Otro elemento que se adiciona como potencial evidencia de
las potencialidades transformadoras de las herramientas de la integración económica para
la conformación de la comunidad latinoamericana, son las negociaciones entre el Grupo
Andino y MERCOSUR. Proceso que si bien formalmente se inicio en fecha muy reciente,
septiembre de 1996, en práctica tiene antecedentes muy importantes en los acuerdos ya
negociados en el marco de la ALADI, lo que en la jerga de la negociación ha sido
denominado como el Patrimonio Histórico.
Este proceso de negociación debería culminar con la
realización del preciado objetivo, que en la década de los cincuenta se plantearon
algunos visionarios latinoamericanos, de constituir una zona de libre comercio
latinoamericana.
Somos de la opinión de que
desde diversas perspectivas, pero particularmente desde el ángulo político, tales
negociaciones representan uno de los retos más significativos que enfrenta la región.
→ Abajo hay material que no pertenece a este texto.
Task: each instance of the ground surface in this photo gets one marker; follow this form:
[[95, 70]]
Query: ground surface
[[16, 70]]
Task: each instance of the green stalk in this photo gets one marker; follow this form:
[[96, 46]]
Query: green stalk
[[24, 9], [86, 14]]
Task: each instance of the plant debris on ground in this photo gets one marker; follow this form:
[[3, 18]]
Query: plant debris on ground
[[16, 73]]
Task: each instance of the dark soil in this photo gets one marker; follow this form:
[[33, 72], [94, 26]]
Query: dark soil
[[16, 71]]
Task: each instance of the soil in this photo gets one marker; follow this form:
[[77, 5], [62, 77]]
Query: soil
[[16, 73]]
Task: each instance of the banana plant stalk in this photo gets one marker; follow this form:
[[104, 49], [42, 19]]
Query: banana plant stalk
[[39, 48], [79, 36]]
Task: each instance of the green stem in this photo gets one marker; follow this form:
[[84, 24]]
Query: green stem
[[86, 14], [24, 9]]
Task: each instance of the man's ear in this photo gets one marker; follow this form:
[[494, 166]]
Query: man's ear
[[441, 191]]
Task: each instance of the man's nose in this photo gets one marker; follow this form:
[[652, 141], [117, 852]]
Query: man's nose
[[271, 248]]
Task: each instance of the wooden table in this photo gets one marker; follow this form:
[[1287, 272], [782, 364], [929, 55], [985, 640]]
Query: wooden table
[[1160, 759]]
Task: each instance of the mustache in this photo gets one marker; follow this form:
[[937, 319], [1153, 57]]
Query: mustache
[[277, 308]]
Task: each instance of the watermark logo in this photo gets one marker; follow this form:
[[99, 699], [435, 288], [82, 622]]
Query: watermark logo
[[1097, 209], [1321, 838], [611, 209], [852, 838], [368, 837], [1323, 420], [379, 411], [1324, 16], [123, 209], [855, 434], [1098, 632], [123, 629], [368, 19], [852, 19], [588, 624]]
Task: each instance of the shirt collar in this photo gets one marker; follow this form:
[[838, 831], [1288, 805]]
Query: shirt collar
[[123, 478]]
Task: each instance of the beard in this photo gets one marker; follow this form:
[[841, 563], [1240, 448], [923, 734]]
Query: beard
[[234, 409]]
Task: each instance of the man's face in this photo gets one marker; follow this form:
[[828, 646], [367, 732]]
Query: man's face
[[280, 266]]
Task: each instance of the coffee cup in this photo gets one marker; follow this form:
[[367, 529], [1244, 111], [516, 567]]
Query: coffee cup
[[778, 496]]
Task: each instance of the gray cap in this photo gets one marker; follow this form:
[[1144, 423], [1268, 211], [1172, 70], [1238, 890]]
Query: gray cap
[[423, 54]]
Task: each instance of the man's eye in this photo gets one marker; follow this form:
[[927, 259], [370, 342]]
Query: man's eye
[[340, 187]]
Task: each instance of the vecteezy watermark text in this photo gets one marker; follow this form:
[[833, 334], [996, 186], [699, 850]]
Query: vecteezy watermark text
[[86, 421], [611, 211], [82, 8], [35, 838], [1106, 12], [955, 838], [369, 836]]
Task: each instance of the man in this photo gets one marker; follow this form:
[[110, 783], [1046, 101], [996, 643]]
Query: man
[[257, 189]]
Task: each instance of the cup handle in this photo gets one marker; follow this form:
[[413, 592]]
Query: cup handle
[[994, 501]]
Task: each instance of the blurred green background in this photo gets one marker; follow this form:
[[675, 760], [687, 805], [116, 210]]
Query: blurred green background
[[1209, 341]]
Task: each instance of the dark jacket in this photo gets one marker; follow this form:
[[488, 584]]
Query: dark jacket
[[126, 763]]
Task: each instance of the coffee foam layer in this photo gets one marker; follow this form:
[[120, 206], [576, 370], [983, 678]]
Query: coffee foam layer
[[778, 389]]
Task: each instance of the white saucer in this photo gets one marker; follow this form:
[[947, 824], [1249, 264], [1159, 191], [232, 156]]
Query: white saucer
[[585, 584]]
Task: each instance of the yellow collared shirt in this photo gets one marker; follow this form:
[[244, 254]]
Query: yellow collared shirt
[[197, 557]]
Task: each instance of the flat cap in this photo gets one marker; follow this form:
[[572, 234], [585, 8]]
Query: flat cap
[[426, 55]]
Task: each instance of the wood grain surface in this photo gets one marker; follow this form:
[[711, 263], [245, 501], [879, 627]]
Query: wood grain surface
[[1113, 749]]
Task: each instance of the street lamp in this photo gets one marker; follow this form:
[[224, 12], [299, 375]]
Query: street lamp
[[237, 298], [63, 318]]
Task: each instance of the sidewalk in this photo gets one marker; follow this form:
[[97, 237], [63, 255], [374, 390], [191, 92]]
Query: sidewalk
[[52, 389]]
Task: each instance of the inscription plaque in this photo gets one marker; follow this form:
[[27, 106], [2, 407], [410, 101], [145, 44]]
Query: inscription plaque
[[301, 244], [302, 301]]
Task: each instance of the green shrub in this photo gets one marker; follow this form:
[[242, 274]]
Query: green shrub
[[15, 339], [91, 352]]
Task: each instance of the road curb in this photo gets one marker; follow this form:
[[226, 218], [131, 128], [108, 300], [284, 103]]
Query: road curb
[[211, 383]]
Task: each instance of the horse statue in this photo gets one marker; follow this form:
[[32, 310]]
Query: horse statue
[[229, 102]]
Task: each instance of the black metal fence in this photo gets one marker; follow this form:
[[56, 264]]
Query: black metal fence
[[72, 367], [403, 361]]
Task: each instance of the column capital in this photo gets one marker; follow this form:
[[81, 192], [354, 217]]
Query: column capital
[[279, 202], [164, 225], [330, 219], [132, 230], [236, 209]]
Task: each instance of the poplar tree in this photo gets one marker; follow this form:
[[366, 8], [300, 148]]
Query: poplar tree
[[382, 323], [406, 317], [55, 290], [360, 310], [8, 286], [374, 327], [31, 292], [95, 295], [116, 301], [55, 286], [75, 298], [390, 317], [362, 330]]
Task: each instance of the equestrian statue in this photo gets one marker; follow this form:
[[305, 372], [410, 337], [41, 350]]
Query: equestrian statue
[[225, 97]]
En
este contexto es importante observar que tales negociaciones permitirán la conformación
de un espacio económico sudamericano que contribuirá positivamente en la inserción
eficiente de la región en un mundo globalizado y, adicionalmente, servirá de base para
la definición de una estrategia de negociación en la conformación de la zona de libre
comercio hemisférica.
Desde una perspectiva
económica Mercosur plantea para el Grupo Andino un mercado que cuenta con más de 200
millones de personas, con un Producto Interno Bruto que alcanza los 700 mil millones de
dólares, un nivel de importaciones que para 1994 alcanzó la cifra de 60 mil millones de
dólares y unas reservas internacionales que supera nueve meses de importaciones.
Definir las bases jurídicas para la conformación de un
espacio económico en América del Sur, permitirá que nuestra sociedad civil empiece
progresivamente a confiar en los recursos y en las instituciones de la región, lo que
seguramente desencadenara un proceso de transformación que será lento pero constante y,
en consecuencia profundo. La comunidad del sur permitirá ir sentando las bases de una
nueva filosofía de vida para los latinoamericanos, ya que se traducirá en una nueva
racionalidad de actuación para el ciudadano común quien laborando en su cotidianidad
construirá, sin planteárselo premeditadamente, un paradigma donde además de su
beneficio individual se logra el beneficio del conjunto social.